History

United Kingdom
- Name: PS Waverley (1885–1917); HMS Way (1917–1920);
- Owner: Captain Bob Campbell; P & A Campbell;
- Builder: H. McIntyre & Co., Paisley
- Launched: 19 May 1885
- In service: 1885
- Out of service: 1916
- Fate: Scrapped in 1920

General characteristics
- Tonnage: 258 GRT
- Length: 205 ft

= PS Waverley (1885) =

Clyde-built paddle steamer (1885 - 1920)

PS Waverley was a Clyde-built paddle steamer that carried passengers on the Clyde between 1885 and 1887, then on the Bristol Channel from 1887 until 1916, when she was requisitioned by the Admiralty to serve as a minesweeper during World War I.

== History ==

Waverley was built by H. McIntyre & Company, Paisley, and was initially owned by Captain Bob Campbell, replacing his PS Meg Merrilies taking passengers between Glasgow and Kilmun on the north shore of the Holy Loch. She was competing for passengers with PS Benmore owned by Captain Buchanan, and that competition eventually resulted in a collision as they both raced to reach Kilcreggan pier; both captains were fined five pounds. The following year, Waverley was replaced on the Kilmun route by the smaller PS Madge Wildfire while she sailed a route between Glasgow to Millport and Ayr.

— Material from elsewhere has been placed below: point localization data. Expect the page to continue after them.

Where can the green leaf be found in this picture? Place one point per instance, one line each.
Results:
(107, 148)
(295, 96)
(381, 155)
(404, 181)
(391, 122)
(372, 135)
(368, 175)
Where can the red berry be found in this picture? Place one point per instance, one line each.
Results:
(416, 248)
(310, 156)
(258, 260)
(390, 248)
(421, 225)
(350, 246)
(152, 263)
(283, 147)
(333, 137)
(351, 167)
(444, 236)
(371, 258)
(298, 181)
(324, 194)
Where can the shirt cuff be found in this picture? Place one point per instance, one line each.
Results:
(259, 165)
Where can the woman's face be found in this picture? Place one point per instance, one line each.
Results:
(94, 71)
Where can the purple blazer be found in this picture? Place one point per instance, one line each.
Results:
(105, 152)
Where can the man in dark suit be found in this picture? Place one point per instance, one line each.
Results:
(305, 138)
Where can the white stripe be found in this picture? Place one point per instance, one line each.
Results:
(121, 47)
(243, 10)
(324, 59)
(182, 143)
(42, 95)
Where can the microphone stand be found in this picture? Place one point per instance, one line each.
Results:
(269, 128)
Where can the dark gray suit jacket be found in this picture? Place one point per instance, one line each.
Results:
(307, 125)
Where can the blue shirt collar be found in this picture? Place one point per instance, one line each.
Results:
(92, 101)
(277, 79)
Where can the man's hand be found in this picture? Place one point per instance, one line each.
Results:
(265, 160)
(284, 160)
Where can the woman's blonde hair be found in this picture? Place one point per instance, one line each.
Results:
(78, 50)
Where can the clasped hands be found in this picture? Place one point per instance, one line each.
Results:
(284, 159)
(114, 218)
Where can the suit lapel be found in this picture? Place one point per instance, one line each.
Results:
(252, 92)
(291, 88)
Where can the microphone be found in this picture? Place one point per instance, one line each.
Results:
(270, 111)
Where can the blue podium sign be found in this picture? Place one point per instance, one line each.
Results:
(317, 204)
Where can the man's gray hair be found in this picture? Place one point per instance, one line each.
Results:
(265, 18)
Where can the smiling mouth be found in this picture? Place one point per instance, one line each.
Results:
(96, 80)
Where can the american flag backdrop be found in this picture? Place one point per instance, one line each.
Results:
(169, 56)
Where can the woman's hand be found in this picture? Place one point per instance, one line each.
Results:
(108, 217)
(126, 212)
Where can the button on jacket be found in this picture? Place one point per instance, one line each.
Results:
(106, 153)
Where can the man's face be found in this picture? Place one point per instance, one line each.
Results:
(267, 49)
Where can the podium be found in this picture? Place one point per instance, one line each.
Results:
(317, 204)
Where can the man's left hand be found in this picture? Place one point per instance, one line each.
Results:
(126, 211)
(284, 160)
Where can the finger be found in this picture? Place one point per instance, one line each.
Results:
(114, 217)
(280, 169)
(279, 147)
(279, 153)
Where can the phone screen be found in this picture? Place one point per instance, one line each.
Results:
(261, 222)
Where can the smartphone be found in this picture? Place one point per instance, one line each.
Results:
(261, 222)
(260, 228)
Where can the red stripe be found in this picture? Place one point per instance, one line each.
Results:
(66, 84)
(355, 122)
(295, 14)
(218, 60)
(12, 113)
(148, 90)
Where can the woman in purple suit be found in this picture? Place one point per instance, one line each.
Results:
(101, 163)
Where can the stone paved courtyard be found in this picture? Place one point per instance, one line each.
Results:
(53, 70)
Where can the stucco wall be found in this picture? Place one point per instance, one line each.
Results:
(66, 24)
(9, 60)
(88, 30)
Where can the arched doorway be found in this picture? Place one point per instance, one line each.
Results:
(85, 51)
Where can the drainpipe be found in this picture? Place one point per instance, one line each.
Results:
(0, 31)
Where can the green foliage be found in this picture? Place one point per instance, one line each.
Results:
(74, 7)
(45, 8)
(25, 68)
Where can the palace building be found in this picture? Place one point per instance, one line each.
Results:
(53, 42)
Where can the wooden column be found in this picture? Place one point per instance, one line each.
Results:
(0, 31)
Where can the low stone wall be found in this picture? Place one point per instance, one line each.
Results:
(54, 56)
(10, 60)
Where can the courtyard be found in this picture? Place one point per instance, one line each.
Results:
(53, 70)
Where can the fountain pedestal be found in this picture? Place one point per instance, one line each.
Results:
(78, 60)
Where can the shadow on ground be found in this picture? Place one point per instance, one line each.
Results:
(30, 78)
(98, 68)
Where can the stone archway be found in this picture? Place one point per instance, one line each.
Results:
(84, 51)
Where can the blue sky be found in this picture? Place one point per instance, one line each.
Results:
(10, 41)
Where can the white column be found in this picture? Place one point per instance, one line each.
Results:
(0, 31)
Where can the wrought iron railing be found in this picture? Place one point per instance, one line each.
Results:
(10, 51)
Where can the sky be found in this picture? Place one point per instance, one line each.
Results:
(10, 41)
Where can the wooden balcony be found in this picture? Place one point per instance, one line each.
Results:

In 1887, she was chartered to the Bristol Channel Marine Excursion Company to operate sailings from Bristol to seaside towns like Ilfracombe and Weston-super-Mare. In 1888, Captain Bob Campbell died and ownership of Waverley passed to his sons Alex and Peter, and they considered the Bristol Channel sailings such a success that they sold their Clyde steamers PS Meg Merrilies and PS Madge Wildfire to Caledonian Steam Packet Company and relocated themselves and their business to Bristol, forming P & A Campbell. From 1896 to 1916 she sailed between Weston-super-Mare and Cardiff, with a single season in 1911 operating cruises from Hastings.

== World War I ==

Towards the end of World War I, Waverley was requisitioned by the Admiralty to serve as minesweeper HMS Way out of Swansea and then later on the river Thames. She was returned to her owners in 1919 but was scrapped a year and a half later without being returned to service.